從fasthttpclient源碼出發,我們調用請求轉發的時候是用的是
f.Client.DoTimeout(req, resp, f.ExecTimeout),其中f.Client是一個fasthttp.HostClient,f.ExecTimeout設置的是5s。
追查代碼,直到client.go中的這個方法
func (c *HostClient) doNonNilReqResp(req *Request, resp *Response) (bool, error) {
if req == nil {
panic("BUG: req cannot be nil")
}
if resp == nil {
panic("BUG: resp cannot be nil")
}
atomic.StoreUint32(&c.lastUseTime, uint32(time.Now().Unix()-startTimeUnix))
// Free up resources occupied by response before sending the request,
// so the GC may reclaim these resources (e.g. response body).
resp.Reset()
// If we detected a redirect to another schema
if req.schemaUpdate {
c.IsTLS = bytes.Equal(req.URI().Scheme(), strHTTPS)
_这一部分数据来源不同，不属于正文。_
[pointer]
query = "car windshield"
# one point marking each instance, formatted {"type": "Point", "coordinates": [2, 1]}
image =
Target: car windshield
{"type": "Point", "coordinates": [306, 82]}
c.Addr = addMissingPort(string(req.Host()), c.IsTLS)
c.addrIdx = 0
c.addrs = nil
req.schemaUpdate = false
req.SetConnectionClose()
}
cc, err := c.acquireConn()
if err != nil {
return false, err
}
conn := cc.c
resp.parseNetConn(conn)
if c.WriteTimeout > 0 {
// Set Deadline every time, since golang has fixed the performance issue
// See https://github.com/golang/go/issues/15133#issuecomment-271571395 for details
currentTime := time.Now()
if err = conn.SetWriteDeadline(currentTime.Add(c.WriteTimeout)); err != nil {
c.closeConn(cc)
return true, err
}
}
resetConnection := false
if c.MaxConnDuration > 0 && time.Since(cc.createdTime) > c.MaxConnDuration && !req.ConnectionClose() {
req.SetConnectionClose()
resetConnection = true
}
userAgentOld := req.Header.UserAgent()
if len(userAgentOld) == 0 {
req.Header.userAgent = c.getClientName()
}
bw := c.acquireWriter(conn)
err = req.Write(bw)
if resetConnection {
req.Header.ResetConnectionClose()
}
if err == nil {
err = bw.Flush()
}
if err != nil {
c.releaseWriter(bw)
c.closeConn(cc)
return true, err
}
c.releaseWriter(bw)
if c.ReadTimeout > 0 {
// Set Deadline every time, since golang has fixed the performance issue
// See https://github.com/golang/go/issues/15133#issuecomment-271571395 for details
currentTime := time.Now()
if err = conn.SetReadDeadline(currentTime.Add(c.ReadTimeout)); err != nil {
c.closeConn(cc)
return true, err
}
}
if !req.Header.IsGet() && req.Header.IsHead() {
resp.SkipBody = true
}
if c.DisableHeaderNamesNormalizing {
resp.Header.DisableNormalizing()
}
br := c.acquireReader(conn)
if err = resp.ReadLimitBody(br, c.MaxResponseBodySize); err != nil {
c.releaseReader(br)
c.closeConn(cc)
// Don't retry in case of ErrBodyTooLarge since we will just get the same again.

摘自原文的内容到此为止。